Du coup, je vais beaucoup m'intéresser à ce blocage-là, les raisons de ce blocage, et essayer de comprendre comment est-ce qu'il s'est articulé dans le temps, qui l'a défendu, quelles étaient les postures de chacun, pourquoi. Et c'est vrai que cette posture d'essayer d'immiscer le doute, de l'infuser, a été utilisée et très documentée, notamment par une autrice qui s'appelle Naomi Auresk, et qui a écrit un ouvrage que je recommande vivement qui s'appelle « Les marchands de doutes ». Elle a plutôt travaillé sur les grandes entreprises et notamment le travail des lobbyistes, de British Petroleum ou ce type d'entreprise, ou notamment le travail sur le tabac ou les pesticides.
Et c'est vrai que quand on étudie les différentes plaquettes de communication des acteurs en jeu, ça c'est un travail qu'on va essayer de faire avec des collègues dans le projet de recherche et que je salue, on peut voir quel type de stratégie de communication sont mises en place. Et celle d'essayer de faire passer et mettre en avant la pollution des villes et la pollution urbaine, est une des stratégies qui a été utilisée assez férocement au début du débat. C'est une stratégie qui ne marche plus trop, parce que malheureusement la question de l'impact...

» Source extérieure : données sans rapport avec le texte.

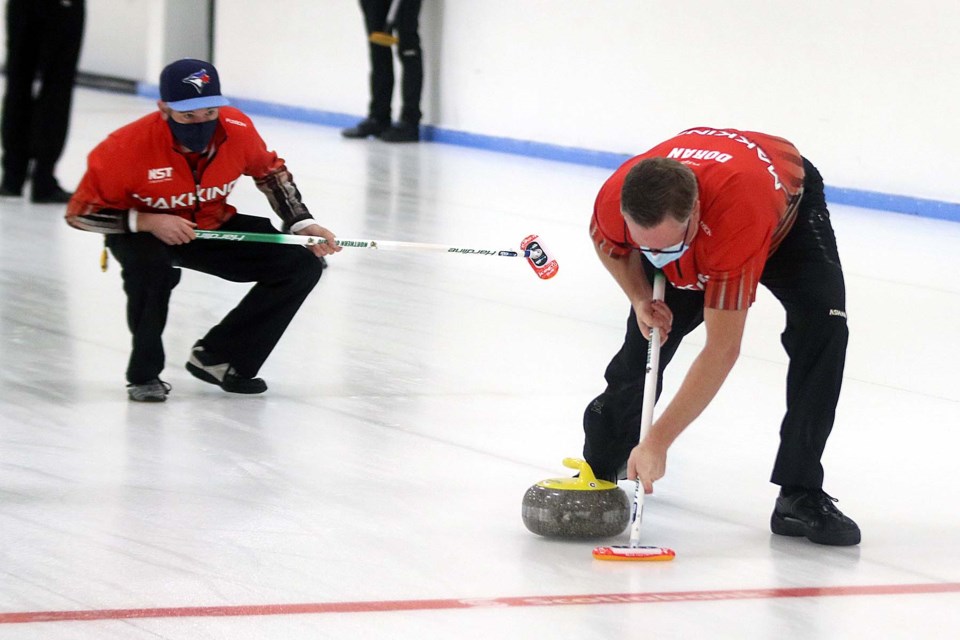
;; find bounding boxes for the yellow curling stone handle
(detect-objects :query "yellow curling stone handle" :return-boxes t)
[537,458,619,491]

C'est que 90% des pollutions aux algues vertes, désormais, c'est prouvé visiblement, scientifiquement, sont issues de ces questions d'effluents agricoles en particulier.

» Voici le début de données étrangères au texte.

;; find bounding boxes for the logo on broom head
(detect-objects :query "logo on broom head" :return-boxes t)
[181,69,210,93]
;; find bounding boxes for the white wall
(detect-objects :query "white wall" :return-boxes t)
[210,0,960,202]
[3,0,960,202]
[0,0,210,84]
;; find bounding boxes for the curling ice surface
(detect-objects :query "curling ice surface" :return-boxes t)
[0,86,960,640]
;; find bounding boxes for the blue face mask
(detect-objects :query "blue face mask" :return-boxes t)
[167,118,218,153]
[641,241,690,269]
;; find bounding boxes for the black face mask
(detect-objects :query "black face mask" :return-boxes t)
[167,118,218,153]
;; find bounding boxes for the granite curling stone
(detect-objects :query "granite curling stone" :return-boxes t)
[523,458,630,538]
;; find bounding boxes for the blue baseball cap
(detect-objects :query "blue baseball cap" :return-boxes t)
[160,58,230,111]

Les pollutions agricoles, oui. Et c'est vraiment très difficile maintenant d'essayer de raconter l'inverse. C'est-à-dire, je dirais qu'à peu près tous les acteurs s'entendent là-dessus. Donc ce qui va être intéressant, c'est de regarder quelles sont les stratégies de communication actuelles, comment elles changent, comment elles évoluent avec le temps, en fonction de ce qui est admis par le grand public ou non ?

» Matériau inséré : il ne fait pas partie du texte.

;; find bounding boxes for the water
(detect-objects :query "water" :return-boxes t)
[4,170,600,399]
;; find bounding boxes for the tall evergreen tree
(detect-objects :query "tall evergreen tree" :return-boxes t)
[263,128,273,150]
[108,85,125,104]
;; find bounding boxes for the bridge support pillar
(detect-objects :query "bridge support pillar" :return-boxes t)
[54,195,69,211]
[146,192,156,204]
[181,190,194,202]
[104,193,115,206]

Paul Divanac, en tant qu'élu depuis longtemps maintenant de la région, et maintenant en tant que responsable de l'Assemblée permanente des présidents de commissions locales de l'eau de Bretagne, comment avez-vous, tout au long de ce temps, pourrait-on dire, de ces quelques 15 ou 20 ans derniers, comment avez-vous essayé de mettre ensemble justement ces personnes opposées autour de la question des algues vertes et aussi des scandales qui naissaient au fur et à mesure qu'il y avait à la fois des articles de presse, des enquêtes journalistiques ou des productions culturelles comme celles dont on peint, c'est-à-dire à la fois la bande dessinée, l'histoire interdite algues vertes, ou encore le film dont nous parlons aujourd'hui ?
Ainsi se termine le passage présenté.